I have noticed two main evils in philosophizing. The first is,
the absurdity of demanding proof for the very facts which
constitute the nature of him who demands it, a proof for
those primary and unceasing revelations of self-consciousness,
which every possible proof must pre-suppose; reasoning, for
instance, pro and con, concerning the existence of
the power of reasoning. Other truths may be ascertained; but
these are certainty itself (all at least which we mean by the
word), and are the measure of every thing else which we deem
certain. The second evil is, that of mistaking for such facts
mere general prejudices, and those opinions that, having been
habitually taken for granted, are dignified with the name of
common sense. Of these, the first is the more injurious to the
reputation, the latter more detrimental to the progress of
philosophy. In the affairs of common life we very properly appeal
to common sense; but it is absurd to reject the results of the
microscope from the negative testimony of the naked eye. Knives
are sufficient for the table and the market; but for the
purposes of science we must dissect with the lancet.
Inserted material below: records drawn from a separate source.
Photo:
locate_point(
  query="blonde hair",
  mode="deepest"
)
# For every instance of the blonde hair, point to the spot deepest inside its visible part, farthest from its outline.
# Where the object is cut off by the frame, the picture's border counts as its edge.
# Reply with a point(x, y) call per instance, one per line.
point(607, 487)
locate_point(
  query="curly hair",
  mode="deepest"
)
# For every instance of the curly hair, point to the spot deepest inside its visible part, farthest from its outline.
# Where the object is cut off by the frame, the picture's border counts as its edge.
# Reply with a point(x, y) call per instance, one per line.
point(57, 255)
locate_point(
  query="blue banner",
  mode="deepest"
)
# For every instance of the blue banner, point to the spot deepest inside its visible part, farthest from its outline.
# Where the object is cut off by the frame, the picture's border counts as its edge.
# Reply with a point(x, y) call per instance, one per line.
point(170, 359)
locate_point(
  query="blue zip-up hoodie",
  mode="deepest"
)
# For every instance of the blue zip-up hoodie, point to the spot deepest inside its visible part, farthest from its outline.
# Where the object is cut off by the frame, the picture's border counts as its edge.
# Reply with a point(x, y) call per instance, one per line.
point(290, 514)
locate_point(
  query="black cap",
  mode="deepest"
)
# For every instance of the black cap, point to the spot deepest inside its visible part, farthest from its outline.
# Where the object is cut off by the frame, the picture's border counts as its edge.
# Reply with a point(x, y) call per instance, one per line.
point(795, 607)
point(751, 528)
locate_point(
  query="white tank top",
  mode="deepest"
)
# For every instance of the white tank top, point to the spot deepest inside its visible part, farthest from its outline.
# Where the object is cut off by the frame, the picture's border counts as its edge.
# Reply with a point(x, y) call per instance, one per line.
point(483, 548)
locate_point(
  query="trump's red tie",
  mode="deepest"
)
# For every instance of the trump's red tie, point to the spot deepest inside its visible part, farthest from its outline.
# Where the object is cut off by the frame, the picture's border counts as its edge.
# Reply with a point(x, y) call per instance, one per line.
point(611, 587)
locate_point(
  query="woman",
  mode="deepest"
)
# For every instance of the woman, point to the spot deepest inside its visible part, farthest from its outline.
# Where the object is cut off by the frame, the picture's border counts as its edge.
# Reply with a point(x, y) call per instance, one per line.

As an instance of the latter evil, take that truly powerful and
active intellect, Sir Thomas Brown, who, though he had written a
large volume in detection of vulgar errors, yet peremptorily
pronounces the motion of the earth round the sun, and
consequently the whole of the Copernican system unworthy of any
serious confutation, as being manifestly repugnant to common
sense; which said common sense, like a miller's scales, used to
weigh gold or gasses, may, and often does, become very gross,
though unfortunately not very uncommon, nonsense. And as for the
former, which may be called Logica Praepostera, I have
read in metaphysical essays of no small fame, arguments drawn
ab extra in proof and disproof of personal identity,
which, ingenious as they may be, were clearly anticipated by the
little old woman's appeal to her little dog, for the solution of
the very same doubts, occasioned by her petticoats having been
cut round about:
If it is not me, he'll bark and he'll rail, But if I be I, he'll wag his little tail.